THE SHAPE OF THINGS TO COME

Pockets of the future exist in the present. A number of new propositions and customer journeys around mobility have emerged as the shape of things to come. These are powered by new, sometimes cross-industry, partnerships.

Jaguar and Shell have agreed a tie-up to make the car a new payment form factor. Drivers can use their car’s touchscreen to pay for fuel at Shell service stations via a cashless payment app. When they pull up to Shell fuel pumps in the UK initially, drivers can select how much fuel they require directly from the vehicle’s touchscreen and pay using PayPal or Apple Pay. An electronic receipt is displayed on the touchscreen and e-mailed to the driver, so it can be added to accounting or
expenses software.

Daimler Financial Services AG announced at the start of 2017 that it had acquired the electronic payment services provider PayCash Europe SA. Daimler plans to use this foothold in electronic payments to launch its own payment services, branded Mercedes Pay. Customers will provide their payment details once to be able to use a range of Daimler mobility services, including the car2go car-sharing service, mytaxi taxi-booking app and car financing.

“Mercedes Pay is a fundamental component of our mobility and digitisation strategy. Daimler’s new payment system underscores our ambition, as a leading provider of digital mobility services, to make the products and services we offer even more appealing,” said Bodo Uebber, Daimler Financial Services.

To combat the threat of falling car ownership, car brands have launched car-sharing services. BMW’s DriveNow features the Mini and electric cars.
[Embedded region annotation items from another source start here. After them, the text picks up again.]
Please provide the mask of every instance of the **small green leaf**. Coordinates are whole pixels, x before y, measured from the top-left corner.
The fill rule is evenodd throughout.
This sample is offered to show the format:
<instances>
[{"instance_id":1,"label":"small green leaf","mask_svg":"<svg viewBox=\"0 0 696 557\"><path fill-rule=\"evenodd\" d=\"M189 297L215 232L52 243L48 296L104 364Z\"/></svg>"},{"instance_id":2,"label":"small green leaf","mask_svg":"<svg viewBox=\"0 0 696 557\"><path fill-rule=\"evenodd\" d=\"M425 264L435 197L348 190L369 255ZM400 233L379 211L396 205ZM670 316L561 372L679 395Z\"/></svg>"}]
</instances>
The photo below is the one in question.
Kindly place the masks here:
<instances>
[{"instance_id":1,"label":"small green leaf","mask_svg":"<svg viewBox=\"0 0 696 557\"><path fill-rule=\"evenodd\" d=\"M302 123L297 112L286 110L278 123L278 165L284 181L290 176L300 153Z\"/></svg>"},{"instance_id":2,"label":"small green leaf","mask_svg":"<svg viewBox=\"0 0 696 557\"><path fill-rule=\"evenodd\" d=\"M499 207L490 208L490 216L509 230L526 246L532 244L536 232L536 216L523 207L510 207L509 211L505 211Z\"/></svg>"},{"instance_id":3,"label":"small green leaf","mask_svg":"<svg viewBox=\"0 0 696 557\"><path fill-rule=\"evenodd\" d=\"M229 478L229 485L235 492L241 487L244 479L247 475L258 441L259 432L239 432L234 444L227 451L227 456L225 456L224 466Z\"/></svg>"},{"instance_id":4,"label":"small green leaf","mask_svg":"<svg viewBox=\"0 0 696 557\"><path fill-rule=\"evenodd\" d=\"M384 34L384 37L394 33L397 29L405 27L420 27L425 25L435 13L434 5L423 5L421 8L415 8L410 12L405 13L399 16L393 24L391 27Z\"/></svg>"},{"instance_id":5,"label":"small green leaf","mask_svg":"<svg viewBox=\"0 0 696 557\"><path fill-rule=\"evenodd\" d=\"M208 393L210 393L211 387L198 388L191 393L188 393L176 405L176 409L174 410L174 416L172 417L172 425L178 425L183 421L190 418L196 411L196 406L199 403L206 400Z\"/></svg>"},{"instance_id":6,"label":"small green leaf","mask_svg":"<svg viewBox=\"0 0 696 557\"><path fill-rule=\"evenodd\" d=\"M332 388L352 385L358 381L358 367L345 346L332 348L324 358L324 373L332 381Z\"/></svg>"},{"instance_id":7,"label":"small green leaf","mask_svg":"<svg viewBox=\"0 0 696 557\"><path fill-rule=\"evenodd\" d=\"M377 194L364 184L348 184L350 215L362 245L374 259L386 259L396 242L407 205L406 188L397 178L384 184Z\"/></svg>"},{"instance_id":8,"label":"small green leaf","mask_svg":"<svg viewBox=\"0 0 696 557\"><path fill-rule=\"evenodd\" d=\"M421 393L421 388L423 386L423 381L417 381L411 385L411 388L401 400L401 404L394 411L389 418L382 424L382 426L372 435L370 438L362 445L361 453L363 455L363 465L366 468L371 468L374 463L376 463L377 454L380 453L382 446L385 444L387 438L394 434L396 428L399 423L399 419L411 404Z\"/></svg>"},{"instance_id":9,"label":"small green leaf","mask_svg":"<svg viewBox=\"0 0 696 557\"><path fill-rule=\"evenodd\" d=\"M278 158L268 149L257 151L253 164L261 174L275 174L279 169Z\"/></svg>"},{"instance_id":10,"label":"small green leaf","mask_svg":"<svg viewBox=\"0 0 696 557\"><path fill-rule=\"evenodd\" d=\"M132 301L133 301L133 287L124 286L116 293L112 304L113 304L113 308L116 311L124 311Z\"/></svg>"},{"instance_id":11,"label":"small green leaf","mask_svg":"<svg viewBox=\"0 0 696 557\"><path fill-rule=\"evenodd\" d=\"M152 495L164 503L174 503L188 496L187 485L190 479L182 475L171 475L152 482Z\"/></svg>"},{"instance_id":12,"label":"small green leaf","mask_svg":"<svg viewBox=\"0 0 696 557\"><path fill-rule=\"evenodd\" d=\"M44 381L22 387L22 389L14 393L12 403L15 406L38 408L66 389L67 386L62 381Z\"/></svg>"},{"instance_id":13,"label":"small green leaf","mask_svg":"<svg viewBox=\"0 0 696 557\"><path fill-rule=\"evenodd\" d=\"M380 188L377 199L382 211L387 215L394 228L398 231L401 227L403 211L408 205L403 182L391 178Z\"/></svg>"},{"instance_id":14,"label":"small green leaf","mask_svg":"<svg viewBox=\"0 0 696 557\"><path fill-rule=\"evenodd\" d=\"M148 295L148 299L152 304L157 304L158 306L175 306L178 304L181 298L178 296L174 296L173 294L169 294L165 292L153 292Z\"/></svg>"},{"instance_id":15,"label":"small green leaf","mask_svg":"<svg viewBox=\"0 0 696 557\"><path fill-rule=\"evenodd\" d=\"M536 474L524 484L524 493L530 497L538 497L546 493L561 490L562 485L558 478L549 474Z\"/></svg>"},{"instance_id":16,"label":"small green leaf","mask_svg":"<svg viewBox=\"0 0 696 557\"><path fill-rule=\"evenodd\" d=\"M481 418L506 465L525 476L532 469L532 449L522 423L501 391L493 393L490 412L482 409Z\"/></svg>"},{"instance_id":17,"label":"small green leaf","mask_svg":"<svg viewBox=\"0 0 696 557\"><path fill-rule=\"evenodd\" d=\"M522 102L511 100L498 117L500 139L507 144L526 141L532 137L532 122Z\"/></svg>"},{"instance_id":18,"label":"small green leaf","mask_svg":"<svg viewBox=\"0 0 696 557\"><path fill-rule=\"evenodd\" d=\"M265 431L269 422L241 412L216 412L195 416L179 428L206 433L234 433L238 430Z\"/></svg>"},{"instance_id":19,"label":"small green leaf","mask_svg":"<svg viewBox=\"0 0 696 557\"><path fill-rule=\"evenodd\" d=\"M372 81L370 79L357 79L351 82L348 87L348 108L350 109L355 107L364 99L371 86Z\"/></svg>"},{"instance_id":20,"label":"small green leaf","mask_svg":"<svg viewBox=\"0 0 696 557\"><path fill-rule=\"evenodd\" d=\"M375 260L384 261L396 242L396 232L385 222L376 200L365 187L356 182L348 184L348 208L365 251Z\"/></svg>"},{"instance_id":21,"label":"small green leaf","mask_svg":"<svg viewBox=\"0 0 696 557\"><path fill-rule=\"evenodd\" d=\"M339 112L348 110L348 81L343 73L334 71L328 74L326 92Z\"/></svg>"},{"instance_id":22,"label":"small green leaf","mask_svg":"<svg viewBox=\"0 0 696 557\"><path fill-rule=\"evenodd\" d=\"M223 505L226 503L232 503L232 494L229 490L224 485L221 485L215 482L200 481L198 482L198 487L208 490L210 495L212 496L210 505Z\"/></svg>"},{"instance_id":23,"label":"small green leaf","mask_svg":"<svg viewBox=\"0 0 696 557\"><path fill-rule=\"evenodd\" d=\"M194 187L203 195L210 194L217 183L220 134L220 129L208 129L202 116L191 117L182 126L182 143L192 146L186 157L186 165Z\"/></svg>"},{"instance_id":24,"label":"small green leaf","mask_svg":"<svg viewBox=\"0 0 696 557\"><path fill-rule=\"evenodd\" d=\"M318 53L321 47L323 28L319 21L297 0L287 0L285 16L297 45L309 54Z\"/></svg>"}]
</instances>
Meanwhile Daimler’s car2go service has recently expanded to include more luxury vehicles as well as lower-end smart cars. OEMs are also trying to re-position themselves as one-stop-shops for mobility. The moovel app from Daimler offers a mixture of different transport options from bicycles to cars, trains to taxis. It allows users to compare offers from different providers and plan their optimal route.

Elsewhere Amazon is diversifying into selling cars via tie-ups with Fiat and Seat. In November 2016, the Seattle behemoth began acting as a portal for Fiat in Italy. It acts as a funnel for consumers to established dealerships, each time collecting a small fee. The deal remains in a test phase and has been extended until the end of 2017. A similar arrangement is in place with Seat in France.

AVOIDING ROADBLOCKS

Carmakers, Big Tech and suppliers are all trying to re-define their roles in the connected car era. To deliver new propositions and improve the customer experience, participants will have to navigate new partnerships. They will also have to master new business and technology infrastructure models.

For those in telecoms, banking or payments, the existential angst of the auto industry is familiar.

There is a precedent of different industries coming together, which acts as a warning. Before HCE (host card emulation), there were various ways of replicating contactless NFC functionality on a mobile device. The roadblocks were thus less about technology and more about the commercials. Writing to the SIM card or element involved involved the cooperation of third parties. Banks and telcos needed each other, but could not agree on the commercials, and who owned the SIM and the customer. This delayed roll-out.

The move from pipeline to platform and ecosystems mirrors that currently underway in the telecoms and financial services industry around open ecosystems. To prevent the connected car stalling at the side of the road, the auto industry will need to navigate this new ‘co-petition’ landscape better, as well as address security, privacy and data ownership issues.